The complaint arose from a disagreement between the complainant (the European Coalition to End Animal Experiments) and the European Chemicals Agency regarding some aspects of the procedures for the registration of chemicals by the Agency. The complainant was concerned to minimise the extent to which registration would require safety tests involving animals. The complainant felt that the Agency was misinterpreting a factsheet it had published for the benefit of potential registrants and that, as a consequence, registrants were undertaking more testing involving animals than was otherwise necessary. Following her inquiry, the Ombudsman concluded that the agency was not misinterpreting its own factsheet and that its practices in this area were compatible with the duties laid on it by the relevant EU Regulation. Accordingly, the Ombudsman did not find any maladministration on the part of the Agency.

The background to the complaint

1. The complainant is the European Coalition to End Animal Experiments (ECEAE), which has stakeholder status at the European Chemicals Agency (ECHA). ECHA is the EU specialised agency in charge of the registration, evaluation, authorisation and restriction of chemicals under Regulation 1907/2006 (the 'REACH Regulation')[1], which aims at ensuring "a high level of protection of human health and the environment as well as the free movement of substances... [and] also [at] promot[ing] the development of alternative methods for the assessment of hazards of substances"[2]. Moreover, the REACH Regulation provides for safeguards intended to minimise new animal testing and to give practical effect to the principle that animal testing should not be performed where it can be avoided, known as the last resort principle.

2. ECHA is responsible for ensuring that registrants[3] have supplied the information required by the REACH Regulation relating to the safety of chemical substances which are produced in or imported into the EU. The information to be supplied depends on the tonnage of the substance that will be placed on the market[4]. A registrant wishing to place a substance on the EU market in quantities for which information is not available may be required to carry out tests on animals in order to assess the risks the substance might pose to humans and the environment. The registrant could also be required to carry out non-animal tests.

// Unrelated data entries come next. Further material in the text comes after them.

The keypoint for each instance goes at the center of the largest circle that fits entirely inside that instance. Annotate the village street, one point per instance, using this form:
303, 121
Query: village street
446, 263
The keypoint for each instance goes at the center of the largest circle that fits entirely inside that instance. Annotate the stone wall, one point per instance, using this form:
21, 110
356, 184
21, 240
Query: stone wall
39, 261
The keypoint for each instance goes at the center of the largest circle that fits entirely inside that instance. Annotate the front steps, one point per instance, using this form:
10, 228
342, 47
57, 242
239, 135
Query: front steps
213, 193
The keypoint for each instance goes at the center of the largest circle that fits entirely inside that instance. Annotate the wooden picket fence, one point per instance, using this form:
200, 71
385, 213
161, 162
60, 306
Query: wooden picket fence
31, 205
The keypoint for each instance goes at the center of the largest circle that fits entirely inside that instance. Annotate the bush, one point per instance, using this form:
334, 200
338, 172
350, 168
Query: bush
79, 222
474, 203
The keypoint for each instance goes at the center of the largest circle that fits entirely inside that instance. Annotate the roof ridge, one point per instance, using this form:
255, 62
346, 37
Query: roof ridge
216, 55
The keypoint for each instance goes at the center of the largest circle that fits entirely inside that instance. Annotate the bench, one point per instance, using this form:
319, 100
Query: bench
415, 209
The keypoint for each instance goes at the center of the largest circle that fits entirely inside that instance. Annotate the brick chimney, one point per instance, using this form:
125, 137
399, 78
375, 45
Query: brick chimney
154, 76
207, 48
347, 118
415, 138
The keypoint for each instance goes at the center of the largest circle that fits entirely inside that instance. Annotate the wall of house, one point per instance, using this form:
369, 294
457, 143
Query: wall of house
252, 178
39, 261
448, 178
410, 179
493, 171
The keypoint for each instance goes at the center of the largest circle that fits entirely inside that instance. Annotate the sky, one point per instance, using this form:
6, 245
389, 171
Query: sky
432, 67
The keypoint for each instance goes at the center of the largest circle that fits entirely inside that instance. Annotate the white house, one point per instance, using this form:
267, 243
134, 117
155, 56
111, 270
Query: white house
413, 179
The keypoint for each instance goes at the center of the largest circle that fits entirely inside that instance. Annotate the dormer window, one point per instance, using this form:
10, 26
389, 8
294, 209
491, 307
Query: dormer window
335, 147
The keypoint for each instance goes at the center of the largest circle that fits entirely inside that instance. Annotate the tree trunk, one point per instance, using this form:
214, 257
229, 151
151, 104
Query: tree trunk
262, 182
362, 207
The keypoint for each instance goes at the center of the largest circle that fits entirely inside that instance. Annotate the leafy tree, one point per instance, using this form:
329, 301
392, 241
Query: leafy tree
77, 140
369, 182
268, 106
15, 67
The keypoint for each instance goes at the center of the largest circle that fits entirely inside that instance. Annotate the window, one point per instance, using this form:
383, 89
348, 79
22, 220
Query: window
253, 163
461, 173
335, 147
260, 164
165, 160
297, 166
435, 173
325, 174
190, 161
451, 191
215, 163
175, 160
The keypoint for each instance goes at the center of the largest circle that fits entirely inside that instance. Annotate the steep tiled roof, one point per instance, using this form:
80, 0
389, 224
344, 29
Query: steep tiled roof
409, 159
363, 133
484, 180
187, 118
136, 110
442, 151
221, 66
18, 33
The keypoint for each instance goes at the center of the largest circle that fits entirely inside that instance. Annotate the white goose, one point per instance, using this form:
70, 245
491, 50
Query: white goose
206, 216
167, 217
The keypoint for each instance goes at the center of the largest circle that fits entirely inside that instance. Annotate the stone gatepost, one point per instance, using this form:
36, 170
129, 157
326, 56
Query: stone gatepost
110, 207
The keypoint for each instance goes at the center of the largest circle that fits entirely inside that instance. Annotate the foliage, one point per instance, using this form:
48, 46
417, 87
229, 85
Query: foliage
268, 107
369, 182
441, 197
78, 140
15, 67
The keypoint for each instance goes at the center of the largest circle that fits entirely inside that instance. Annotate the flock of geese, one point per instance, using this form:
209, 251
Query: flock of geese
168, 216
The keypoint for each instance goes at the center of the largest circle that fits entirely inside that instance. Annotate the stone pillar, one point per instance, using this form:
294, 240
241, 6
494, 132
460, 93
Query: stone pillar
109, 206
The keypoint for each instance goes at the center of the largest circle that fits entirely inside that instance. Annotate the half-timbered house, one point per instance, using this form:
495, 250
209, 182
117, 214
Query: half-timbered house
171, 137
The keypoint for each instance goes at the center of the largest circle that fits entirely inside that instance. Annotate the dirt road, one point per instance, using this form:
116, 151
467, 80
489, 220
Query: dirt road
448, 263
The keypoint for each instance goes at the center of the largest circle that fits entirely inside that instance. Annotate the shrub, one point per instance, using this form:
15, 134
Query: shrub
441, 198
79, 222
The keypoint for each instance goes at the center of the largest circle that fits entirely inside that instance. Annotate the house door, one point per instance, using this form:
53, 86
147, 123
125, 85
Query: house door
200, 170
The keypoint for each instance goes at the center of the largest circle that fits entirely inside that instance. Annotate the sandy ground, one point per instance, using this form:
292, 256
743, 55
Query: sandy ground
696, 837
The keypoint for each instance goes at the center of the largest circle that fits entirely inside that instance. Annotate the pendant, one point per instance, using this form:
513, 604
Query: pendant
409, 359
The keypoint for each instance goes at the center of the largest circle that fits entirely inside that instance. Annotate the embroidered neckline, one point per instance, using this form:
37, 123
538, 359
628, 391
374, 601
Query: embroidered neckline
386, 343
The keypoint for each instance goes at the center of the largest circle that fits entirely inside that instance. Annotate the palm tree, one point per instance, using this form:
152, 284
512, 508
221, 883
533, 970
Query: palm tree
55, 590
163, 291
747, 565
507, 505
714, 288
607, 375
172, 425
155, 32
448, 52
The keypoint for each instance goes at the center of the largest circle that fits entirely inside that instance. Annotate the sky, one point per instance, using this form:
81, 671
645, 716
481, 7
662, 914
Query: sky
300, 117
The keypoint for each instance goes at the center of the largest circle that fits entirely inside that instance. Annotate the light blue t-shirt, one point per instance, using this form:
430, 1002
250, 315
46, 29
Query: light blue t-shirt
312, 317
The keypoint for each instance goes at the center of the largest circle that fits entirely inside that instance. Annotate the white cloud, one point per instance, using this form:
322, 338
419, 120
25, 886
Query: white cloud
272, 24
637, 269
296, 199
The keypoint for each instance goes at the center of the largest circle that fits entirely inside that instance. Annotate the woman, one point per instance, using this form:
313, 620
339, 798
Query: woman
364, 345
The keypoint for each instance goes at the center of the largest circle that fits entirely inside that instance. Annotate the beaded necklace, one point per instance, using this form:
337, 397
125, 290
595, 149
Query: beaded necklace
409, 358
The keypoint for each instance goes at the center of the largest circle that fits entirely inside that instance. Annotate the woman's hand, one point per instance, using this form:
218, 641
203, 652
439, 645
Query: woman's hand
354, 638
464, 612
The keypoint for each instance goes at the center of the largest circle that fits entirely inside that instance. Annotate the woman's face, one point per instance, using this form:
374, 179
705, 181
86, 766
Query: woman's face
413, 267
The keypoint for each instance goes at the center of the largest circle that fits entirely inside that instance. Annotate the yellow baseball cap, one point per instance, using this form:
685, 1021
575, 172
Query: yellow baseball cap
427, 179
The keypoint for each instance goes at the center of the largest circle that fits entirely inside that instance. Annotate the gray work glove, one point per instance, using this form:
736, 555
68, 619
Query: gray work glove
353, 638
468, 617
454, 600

3. When handling a registration, ECHA performs three main tasks: (i) completeness checks to ensure that the registrant has included in the dossier all the information required by the REACH Regulation; (ii) compliance checks in respect of at least 5% of the registration dossiers for each tonnage band, to ensure that they comply with the REACH Regulation; and (iii) evaluation of test proposals for the generation of information required for higher tonnage bands[5].

4. In September 2009, ECHA published a factsheet entitled "Information requirements for repeated dose toxicity and reproductive toxicity" (the 'factsheet') in order to aid registrants to avoid specific animal testing. The factsheet stated that the registration dossier need not contain a screening study for reproductive/developmental toxicity (the 'lower tonnage screening') if it contains the results of, or a proposal to carry out, a pre-natal developmental toxicity study[6] or a two-generation reproductive toxicity study[7] (the 'higher tonnage tests').

5. The complainant understood the factsheet to say that the existence of a proposal to carry out the higher tonnage tests obviates the need for lower tonnage screening, although the former would not yet have been performed. In other words, as the complainant understood it, the prospective availability of the results of higher tonnage tests is sufficient to satisfy the requirements of the REACH Regulation.

6. ECHA's view, maintained in correspondence and meetings with the complainant, is that the factsheet applies only to the completeness check of a registration dossier. The factsheet is not concerned with whether a dossier complies overall with the REACH Regulation. ECHA is of the view that a dossier could be complete if it contains only a proposal for higher tonnage tests, even though these tests have not yet been performed. However, it might emerge during compliance checks that this is insufficient to prove that the dossier complies with the REACH Regulation. In such a case, ECHA will demand that a lower tonnage screening be carried out too.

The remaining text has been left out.